Fluentd’s forward protocol lets you send logs from many sources to a central aggregator, but getting it right means understanding how the protocol handles retries and buffering.
Let’s watch Fluentd in action. Imagine we have two application servers, app1 and app2, and a central log aggregator server, aggregator.
app1.conf (on application server 1):
<source>
@type tail
path /var/log/myapp/app.log
pos_file /var/log/td-agent/myapp_app1.pos
tag app.log.app1
<parse>
@type json
</parse>
</source>
<match app.log.app1>
@type forward
flush_interval 10s
<server>
host aggregator.example.com
port 24224
</server>
</match>
app2.conf (on application server 2):
<source>
@type tail
path /var/log/myapp/app.log
pos_file /var/log/td-agent/myapp_app2.pos
tag app.log.app2
<parse>
@type json
</parse>
</source>
<match app.log.app2>
@type forward
flush_interval 10s
<server>
host aggregator.example.com
port 24224
</server>
</match>
aggregator.conf (on the aggregator server):
<source>
@type forward
port 24224
bind 0.0.0.0
</source>
<match app.log.**>
@type stdout
</match>
When app1 and app2 start processing their respective log files and the tail input plugin detects new entries, the forward output plugin on each application server will batch these logs. By default, it tries to send them every 10 seconds (flush_interval 10s). The aggregator server listens on port 24224 and, upon receiving data, matches it with app.log.** and prints it to standard output.
The core problem Fluentd’s forward protocol solves is reliable, high-throughput log aggregation. Instead of each application directly writing to a central system (which can be fragile and complex to manage), they send logs to a local Fluentd instance. This local instance then uses the forward protocol to push logs to a dedicated aggregator Fluentd. This decouples the application from the backend logging infrastructure, allowing for easier scaling and management of the log processing pipeline.

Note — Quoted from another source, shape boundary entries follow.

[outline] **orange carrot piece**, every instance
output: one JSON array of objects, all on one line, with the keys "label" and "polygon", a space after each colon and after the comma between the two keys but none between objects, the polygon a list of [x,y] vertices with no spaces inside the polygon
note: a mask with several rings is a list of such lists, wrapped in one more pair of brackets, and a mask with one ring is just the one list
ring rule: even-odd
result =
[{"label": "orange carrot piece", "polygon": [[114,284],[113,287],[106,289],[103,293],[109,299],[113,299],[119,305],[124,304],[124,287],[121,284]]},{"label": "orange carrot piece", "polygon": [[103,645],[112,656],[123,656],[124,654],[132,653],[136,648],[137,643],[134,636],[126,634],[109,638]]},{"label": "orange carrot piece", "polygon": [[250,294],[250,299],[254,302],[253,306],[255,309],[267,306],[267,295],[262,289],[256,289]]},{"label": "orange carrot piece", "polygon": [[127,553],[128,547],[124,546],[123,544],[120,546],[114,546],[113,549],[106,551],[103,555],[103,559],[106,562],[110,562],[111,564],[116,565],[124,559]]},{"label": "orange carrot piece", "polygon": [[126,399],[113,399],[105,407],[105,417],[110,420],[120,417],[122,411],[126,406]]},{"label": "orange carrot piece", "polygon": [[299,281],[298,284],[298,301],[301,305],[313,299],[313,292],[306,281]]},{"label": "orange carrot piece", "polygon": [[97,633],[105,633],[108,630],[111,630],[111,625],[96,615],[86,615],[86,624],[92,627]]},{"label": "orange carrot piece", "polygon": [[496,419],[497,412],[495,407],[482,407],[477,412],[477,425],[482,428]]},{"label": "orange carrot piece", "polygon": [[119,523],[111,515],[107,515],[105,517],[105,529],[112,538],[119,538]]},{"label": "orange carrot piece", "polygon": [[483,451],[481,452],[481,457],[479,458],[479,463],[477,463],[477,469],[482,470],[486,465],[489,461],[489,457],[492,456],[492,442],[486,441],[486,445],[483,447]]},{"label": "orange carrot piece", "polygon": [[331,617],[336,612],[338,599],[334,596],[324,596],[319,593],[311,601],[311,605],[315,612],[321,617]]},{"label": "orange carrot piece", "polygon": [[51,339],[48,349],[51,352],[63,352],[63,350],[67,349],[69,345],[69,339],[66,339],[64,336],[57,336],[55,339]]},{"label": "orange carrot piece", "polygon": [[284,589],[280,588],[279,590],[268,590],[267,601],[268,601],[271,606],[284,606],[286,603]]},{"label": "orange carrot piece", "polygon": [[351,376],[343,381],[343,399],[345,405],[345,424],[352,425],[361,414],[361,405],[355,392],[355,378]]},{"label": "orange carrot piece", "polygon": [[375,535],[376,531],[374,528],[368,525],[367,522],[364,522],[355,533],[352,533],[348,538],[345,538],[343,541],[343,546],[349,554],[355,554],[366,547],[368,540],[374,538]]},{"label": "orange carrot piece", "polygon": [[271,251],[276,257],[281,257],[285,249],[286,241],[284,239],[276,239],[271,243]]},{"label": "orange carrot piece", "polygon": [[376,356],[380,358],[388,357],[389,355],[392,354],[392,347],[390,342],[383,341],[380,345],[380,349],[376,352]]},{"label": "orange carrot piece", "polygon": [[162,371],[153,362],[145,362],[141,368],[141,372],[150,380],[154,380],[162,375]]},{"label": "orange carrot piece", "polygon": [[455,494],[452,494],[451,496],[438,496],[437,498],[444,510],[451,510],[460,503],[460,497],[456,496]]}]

The forward protocol is essentially a custom TCP-based protocol designed for this purpose. It uses a persistent connection, chunking for efficiency, and built-in mechanisms for acknowledging receipt of data. When a client (the application server’s Fluentd) sends data, it waits for an acknowledgment from the server (the aggregator Fluentd). If an acknowledgment isn’t received within a timeout, the client assumes the data might have been lost and initiates a retry. This retry logic is crucial for ensuring data durability.
The flush_interval on the client side controls how often the client tries to send buffered data. A smaller interval means lower latency but potentially more frequent, smaller network requests. A larger interval can improve efficiency by sending larger batches but increases latency. The aggregator’s port and bind directives determine where it listens for incoming connections. The tag app.log.** on the aggregator ensures it receives logs from all sources tagged with app.log. followed by anything.
The retry_max_times and retry_wait parameters in the <buffer> section of the client’s forward output are critical for reliability. By default, Fluentd has a retry mechanism. If a connection fails, it will retry sending the buffer. For example, to retry sending a buffer up to 10 times with a 5-second delay between retries, you’d configure:
<match app.log.app1>
@type forward
flush_interval 10s
<buffer tag,time>
flush_interval 10s
retry_max_times 10
retry_wait 5s
</buffer>
<server>
host aggregator.example.com
port 24224
</server>
</match>
This ensures that transient network issues or temporary unavailability of the aggregator don’t result in permanent log loss. The retry_wait value is the base wait time; Fluentd uses exponential backoff, so subsequent retries will wait longer than 5 seconds.
A common misunderstanding is that the flush_interval in the <match> block is the only mechanism for sending data. In reality, it’s a trigger for flushing the buffer, but the buffer itself has its own lifespan and retry mechanisms controlled by <buffer>. If the buffer fills up before the flush_interval is reached, it will also attempt to flush.
If you’re seeing data loss, it’s often due to insufficient retry configurations or network saturation. The client’s buffer is the last line of defense before data is truly lost. If the network is completely down for an extended period, and retry_max_times is exhausted, the buffer will eventually be discarded.
The next step in building a robust logging pipeline is often handling failures at the aggregator itself, perhaps by buffering to disk before sending to a final destination like Elasticsearch or S3.